Discussion about the site's wikis, including bugs/issues encountered.
User avatar
blargg
Posts: 3715
Joined: Mon Sep 27, 2004 8:33 am
Location: Central Texas, USA

Google searches on wiki act dumb

Post by blargg »

I've noticed that Google searches on the Wiki using site:wiki.nesdev.com often act dumb. For example, when I search for MMC3, none of the 21 hits is the main MMC3 page, even though it has MMC3 in the title. Using intitle:MMC3 gives zero hits (even if I add MMC3 again as a normal search string).

Is there something telling Google to skip documents? At least a week or two ago, I was searching for things on nesdevwiki and Google had lots of hits to the now-nonexistent site. Maybe that has something to do with it, like Google thinks the new site is a spam mirror or something, I dunno. I see no robots.txt, so that wouldn't be it (some bad entry in one or something).
User avatar
Banshaku
Posts: 2417
Joined: Tue Jun 24, 2008 8:38 pm
Location: Japan

Post by Banshaku »

I don't know enough about media wiki to give an answer but could it be related to the latest spam links that we received about essays that could affect google since it must be a common spam link?

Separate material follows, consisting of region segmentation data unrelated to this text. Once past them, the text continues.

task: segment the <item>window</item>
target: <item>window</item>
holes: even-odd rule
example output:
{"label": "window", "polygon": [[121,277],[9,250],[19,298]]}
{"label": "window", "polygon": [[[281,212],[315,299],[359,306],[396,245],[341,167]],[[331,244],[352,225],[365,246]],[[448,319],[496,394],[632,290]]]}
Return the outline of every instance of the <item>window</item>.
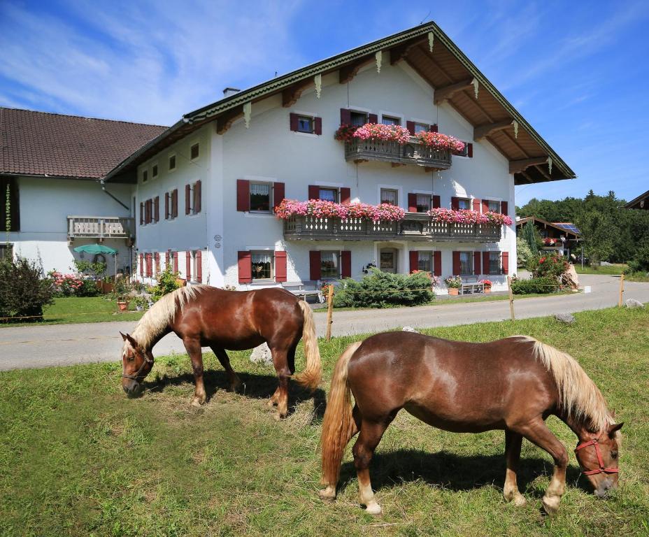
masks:
{"label": "window", "polygon": [[489,252],[489,273],[500,274],[500,252]]}
{"label": "window", "polygon": [[250,182],[250,212],[269,213],[271,185],[267,182]]}
{"label": "window", "polygon": [[397,190],[392,188],[381,189],[381,203],[390,203],[390,205],[397,204]]}
{"label": "window", "polygon": [[400,125],[401,120],[399,117],[392,117],[389,115],[381,116],[381,123],[384,125]]}
{"label": "window", "polygon": [[313,118],[308,115],[299,115],[297,117],[297,131],[313,133]]}
{"label": "window", "polygon": [[431,208],[431,195],[429,194],[417,194],[417,212],[425,213]]}
{"label": "window", "polygon": [[320,199],[324,199],[327,201],[333,201],[338,203],[338,189],[337,188],[321,188],[320,192]]}
{"label": "window", "polygon": [[252,280],[270,280],[273,278],[273,252],[252,252]]}
{"label": "window", "polygon": [[473,252],[459,252],[459,273],[463,275],[473,273]]}
{"label": "window", "polygon": [[339,278],[341,277],[340,253],[338,252],[320,252],[320,278]]}
{"label": "window", "polygon": [[352,112],[350,116],[354,127],[362,127],[367,122],[367,114],[364,112]]}

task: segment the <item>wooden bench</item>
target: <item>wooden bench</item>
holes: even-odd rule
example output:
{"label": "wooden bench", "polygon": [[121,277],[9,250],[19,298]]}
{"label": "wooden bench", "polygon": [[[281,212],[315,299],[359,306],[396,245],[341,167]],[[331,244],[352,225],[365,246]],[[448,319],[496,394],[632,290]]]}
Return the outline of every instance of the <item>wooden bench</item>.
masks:
{"label": "wooden bench", "polygon": [[459,288],[460,294],[475,294],[484,292],[485,284],[478,281],[477,276],[462,276],[462,286]]}
{"label": "wooden bench", "polygon": [[319,282],[282,282],[282,287],[296,296],[301,296],[306,300],[307,296],[316,296],[318,301],[322,303],[324,301],[324,295],[320,289]]}

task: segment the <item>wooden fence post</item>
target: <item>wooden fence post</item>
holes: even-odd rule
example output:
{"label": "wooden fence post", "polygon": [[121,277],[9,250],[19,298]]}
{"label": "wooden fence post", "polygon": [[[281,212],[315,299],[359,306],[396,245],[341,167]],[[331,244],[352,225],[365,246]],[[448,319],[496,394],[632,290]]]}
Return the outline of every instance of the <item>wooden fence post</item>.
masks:
{"label": "wooden fence post", "polygon": [[618,307],[622,308],[622,294],[625,292],[625,275],[620,275],[620,300],[618,301]]}
{"label": "wooden fence post", "polygon": [[511,276],[507,276],[507,288],[509,289],[509,311],[511,313],[511,320],[516,320],[514,316],[514,295],[511,292]]}
{"label": "wooden fence post", "polygon": [[334,286],[327,291],[327,341],[331,341],[331,323],[334,322]]}

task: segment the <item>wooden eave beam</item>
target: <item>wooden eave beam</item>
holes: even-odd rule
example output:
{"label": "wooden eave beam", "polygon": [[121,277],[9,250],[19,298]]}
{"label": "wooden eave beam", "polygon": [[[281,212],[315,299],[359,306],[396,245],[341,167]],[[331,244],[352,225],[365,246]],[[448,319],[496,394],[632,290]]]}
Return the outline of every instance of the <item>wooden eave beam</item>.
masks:
{"label": "wooden eave beam", "polygon": [[478,125],[473,129],[473,140],[478,141],[490,134],[493,134],[497,131],[502,131],[507,129],[512,125],[513,121],[513,120],[505,120],[504,121],[498,121],[495,123],[487,123],[484,125]]}
{"label": "wooden eave beam", "polygon": [[527,170],[531,166],[543,164],[548,162],[548,157],[535,157],[533,159],[523,159],[522,160],[509,161],[509,173],[518,173]]}
{"label": "wooden eave beam", "polygon": [[373,55],[357,59],[355,62],[352,62],[347,65],[343,65],[338,71],[338,80],[341,84],[346,84],[351,81],[351,80],[358,74],[358,71],[360,70],[361,67],[373,61],[374,56]]}
{"label": "wooden eave beam", "polygon": [[457,93],[457,92],[461,92],[463,90],[468,90],[469,87],[473,87],[473,84],[471,84],[472,80],[472,78],[467,79],[466,80],[462,80],[462,82],[457,82],[455,84],[450,84],[448,86],[436,87],[434,102],[435,104],[440,104],[444,101],[448,101],[449,99],[452,97],[453,95]]}

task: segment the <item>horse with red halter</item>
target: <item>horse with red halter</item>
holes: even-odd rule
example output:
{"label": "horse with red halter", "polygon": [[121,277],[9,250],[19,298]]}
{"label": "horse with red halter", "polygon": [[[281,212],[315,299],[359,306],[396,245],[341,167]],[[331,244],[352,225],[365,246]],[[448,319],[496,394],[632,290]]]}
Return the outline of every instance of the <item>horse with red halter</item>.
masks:
{"label": "horse with red halter", "polygon": [[617,487],[622,424],[615,424],[601,393],[573,358],[525,336],[469,343],[388,332],[352,343],[336,364],[322,424],[322,481],[326,488],[320,498],[336,497],[345,447],[359,433],[352,452],[360,503],[369,513],[381,512],[369,466],[401,408],[452,432],[504,430],[504,495],[518,506],[525,503],[516,484],[525,437],[554,459],[543,505],[550,514],[559,508],[568,452],[545,425],[550,415],[564,422],[579,438],[575,453],[595,494],[604,496]]}
{"label": "horse with red halter", "polygon": [[183,340],[192,359],[196,381],[192,404],[195,406],[206,399],[201,347],[212,349],[227,373],[230,389],[234,390],[241,382],[226,349],[243,350],[268,343],[279,378],[269,404],[277,405],[278,418],[287,414],[288,380],[295,371],[295,349],[301,337],[306,368],[295,380],[314,389],[322,377],[313,313],[304,301],[281,289],[225,291],[192,285],[164,296],[145,313],[132,334],[122,334],[122,385],[128,395],[139,391],[153,367],[151,350],[169,332]]}

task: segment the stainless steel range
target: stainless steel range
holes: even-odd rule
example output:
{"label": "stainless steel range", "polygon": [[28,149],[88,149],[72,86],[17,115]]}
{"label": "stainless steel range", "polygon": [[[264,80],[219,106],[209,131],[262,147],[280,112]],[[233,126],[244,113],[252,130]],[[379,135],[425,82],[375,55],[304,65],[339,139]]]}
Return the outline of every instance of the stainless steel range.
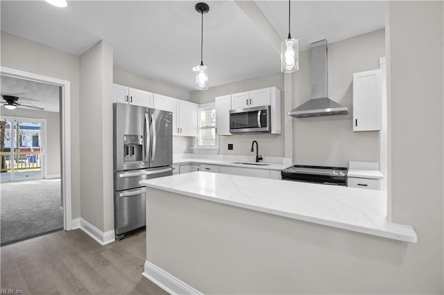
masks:
{"label": "stainless steel range", "polygon": [[282,179],[316,184],[347,186],[345,167],[324,167],[295,165],[281,171]]}

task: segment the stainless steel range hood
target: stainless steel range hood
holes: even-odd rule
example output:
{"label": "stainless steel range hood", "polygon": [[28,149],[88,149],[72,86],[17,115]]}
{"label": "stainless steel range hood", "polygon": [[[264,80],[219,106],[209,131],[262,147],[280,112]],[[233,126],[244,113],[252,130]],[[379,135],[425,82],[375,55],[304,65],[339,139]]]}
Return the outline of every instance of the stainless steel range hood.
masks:
{"label": "stainless steel range hood", "polygon": [[311,43],[311,99],[291,111],[294,118],[346,115],[348,108],[327,97],[327,40]]}

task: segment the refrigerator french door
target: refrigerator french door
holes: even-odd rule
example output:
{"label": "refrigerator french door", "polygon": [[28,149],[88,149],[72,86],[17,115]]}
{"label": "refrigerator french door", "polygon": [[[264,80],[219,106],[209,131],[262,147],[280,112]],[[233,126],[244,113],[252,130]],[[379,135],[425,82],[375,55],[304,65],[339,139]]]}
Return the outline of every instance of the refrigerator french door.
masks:
{"label": "refrigerator french door", "polygon": [[170,111],[115,102],[114,199],[116,240],[145,225],[146,189],[141,180],[173,175]]}

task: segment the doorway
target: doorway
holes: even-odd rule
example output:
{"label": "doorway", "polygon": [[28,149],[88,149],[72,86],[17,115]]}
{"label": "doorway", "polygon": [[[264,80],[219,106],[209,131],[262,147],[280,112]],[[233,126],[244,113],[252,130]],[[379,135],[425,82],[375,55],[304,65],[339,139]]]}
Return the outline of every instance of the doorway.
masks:
{"label": "doorway", "polygon": [[60,87],[3,75],[1,79],[0,244],[3,246],[63,229],[64,210]]}
{"label": "doorway", "polygon": [[0,116],[0,181],[43,178],[46,120]]}

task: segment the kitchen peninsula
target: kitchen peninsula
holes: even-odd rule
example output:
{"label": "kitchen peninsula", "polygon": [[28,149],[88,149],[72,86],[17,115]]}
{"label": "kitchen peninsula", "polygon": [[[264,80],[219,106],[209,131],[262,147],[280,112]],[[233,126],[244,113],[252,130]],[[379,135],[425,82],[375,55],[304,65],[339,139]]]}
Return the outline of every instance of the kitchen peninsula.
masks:
{"label": "kitchen peninsula", "polygon": [[144,275],[172,292],[398,293],[388,278],[417,240],[382,191],[205,172],[141,184]]}

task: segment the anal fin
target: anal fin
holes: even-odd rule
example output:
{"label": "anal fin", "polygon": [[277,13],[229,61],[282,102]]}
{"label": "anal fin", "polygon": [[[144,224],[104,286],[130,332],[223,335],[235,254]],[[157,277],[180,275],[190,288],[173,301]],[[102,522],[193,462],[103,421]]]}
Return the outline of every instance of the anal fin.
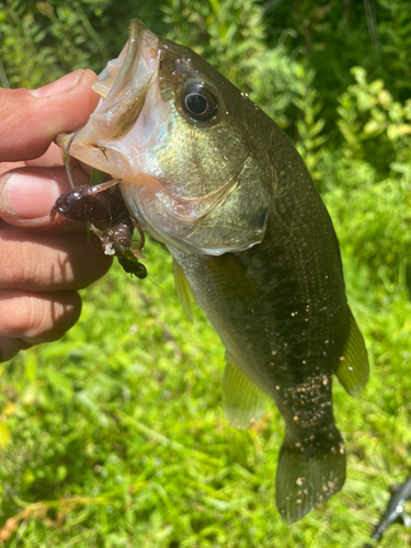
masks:
{"label": "anal fin", "polygon": [[193,323],[194,321],[193,301],[195,300],[193,290],[191,288],[189,279],[186,278],[183,272],[183,269],[175,261],[175,259],[173,259],[173,275],[174,275],[176,296],[179,297],[179,300],[181,302],[181,306],[183,307],[185,316],[187,317],[189,321]]}
{"label": "anal fin", "polygon": [[349,338],[340,358],[336,376],[350,396],[359,393],[365,388],[369,376],[364,339],[351,311]]}
{"label": "anal fin", "polygon": [[222,406],[228,422],[236,429],[249,429],[263,415],[267,395],[247,377],[226,355],[222,376]]}

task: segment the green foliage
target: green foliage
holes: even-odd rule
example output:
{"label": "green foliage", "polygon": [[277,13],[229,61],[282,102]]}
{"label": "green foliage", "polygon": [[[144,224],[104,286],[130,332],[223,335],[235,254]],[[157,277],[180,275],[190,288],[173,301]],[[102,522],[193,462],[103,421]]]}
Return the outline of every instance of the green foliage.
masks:
{"label": "green foliage", "polygon": [[[175,298],[118,266],[83,292],[59,342],[1,366],[0,539],[10,547],[362,547],[411,467],[411,11],[408,0],[0,2],[0,76],[37,87],[100,71],[132,16],[194,47],[283,127],[322,192],[372,379],[334,387],[342,493],[288,527],[274,505],[283,436],[271,404],[249,432],[221,412],[222,347]],[[3,70],[2,70],[3,69]],[[7,522],[9,520],[9,522]],[[408,534],[392,526],[380,546]]]}

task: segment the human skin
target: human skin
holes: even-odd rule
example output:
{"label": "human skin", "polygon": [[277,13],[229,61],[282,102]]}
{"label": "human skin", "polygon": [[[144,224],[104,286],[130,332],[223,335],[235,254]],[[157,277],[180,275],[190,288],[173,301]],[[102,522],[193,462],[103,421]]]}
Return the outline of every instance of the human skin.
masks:
{"label": "human skin", "polygon": [[[0,89],[0,362],[59,339],[78,320],[78,290],[111,265],[84,226],[49,213],[70,190],[53,139],[81,127],[98,95],[91,70],[77,70],[38,90]],[[89,175],[72,164],[76,185]]]}

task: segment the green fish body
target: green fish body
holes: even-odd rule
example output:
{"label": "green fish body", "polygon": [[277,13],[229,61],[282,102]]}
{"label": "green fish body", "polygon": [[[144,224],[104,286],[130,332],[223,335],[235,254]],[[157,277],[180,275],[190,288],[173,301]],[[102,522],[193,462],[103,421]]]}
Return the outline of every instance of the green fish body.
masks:
{"label": "green fish body", "polygon": [[276,503],[299,520],[345,479],[332,375],[351,395],[368,378],[328,212],[278,126],[138,20],[94,89],[102,99],[70,155],[119,179],[132,215],[172,253],[187,316],[192,293],[226,347],[228,420],[248,427],[275,401],[286,425]]}

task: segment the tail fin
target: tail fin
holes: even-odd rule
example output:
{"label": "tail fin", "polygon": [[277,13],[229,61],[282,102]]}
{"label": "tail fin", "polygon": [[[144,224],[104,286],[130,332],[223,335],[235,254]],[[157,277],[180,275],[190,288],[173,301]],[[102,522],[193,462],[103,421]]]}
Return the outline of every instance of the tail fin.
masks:
{"label": "tail fin", "polygon": [[297,439],[290,444],[290,437],[281,448],[276,475],[277,509],[289,523],[330,499],[345,480],[345,450],[335,425],[331,435],[316,436],[308,446]]}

Maybe there is a way to check on google to see how nesdev is affected by this but I don't know about that too. I will see if I can give it a look.
tepples
Posts: 22994
Joined: Sun Sep 19, 2004 11:12 pm
Location: NE Indiana, USA (NTSC)

Post by tepples »

The robots.txt is a 404, and there don't appear to be any robots directives in meta elements. Nor are internal links using nofollow.
User avatar
blargg
Posts: 3715
Joined: Mon Sep 27, 2004 8:33 am
Location: Central Texas, USA

Post by blargg »

I just noticed that Google is also getting hits within the skins/ directory on the Wiki. I'm thinking that should have an empty index.html in it. Otherwise one gets useless hits, even when restricting via a site: as mentioned in an earlier message.
User avatar
koitsu
Posts: 4201
Joined: Sun Sep 19, 2004 9:28 pm
Location: A world gone mad

Post by koitsu »

blargg wrote:I just noticed that Google is also getting hits within the skins/ directory on the Wiki. I'm thinking that should have an empty index.html in it. Otherwise one gets useless hits, even when restricting via a site: as mentioned in an earlier message.
This is because of the secure MPM we use for Apache. A more appropriate fix would be to place an .htaccess file in /home/ndwiki/www/w which contains:

Code: Select all

Options -Indexes
...which disables automatic directory generation listings for any directory therein which lacks an index.php/index.html/etc. document. The end result is the web client receiving an HTTP 403 Forbidden.

I've put said .htaccess in place; verified as working. It may take a few weeks before Google picks up the changes, as their crawler sometimes takes a while to notice such things.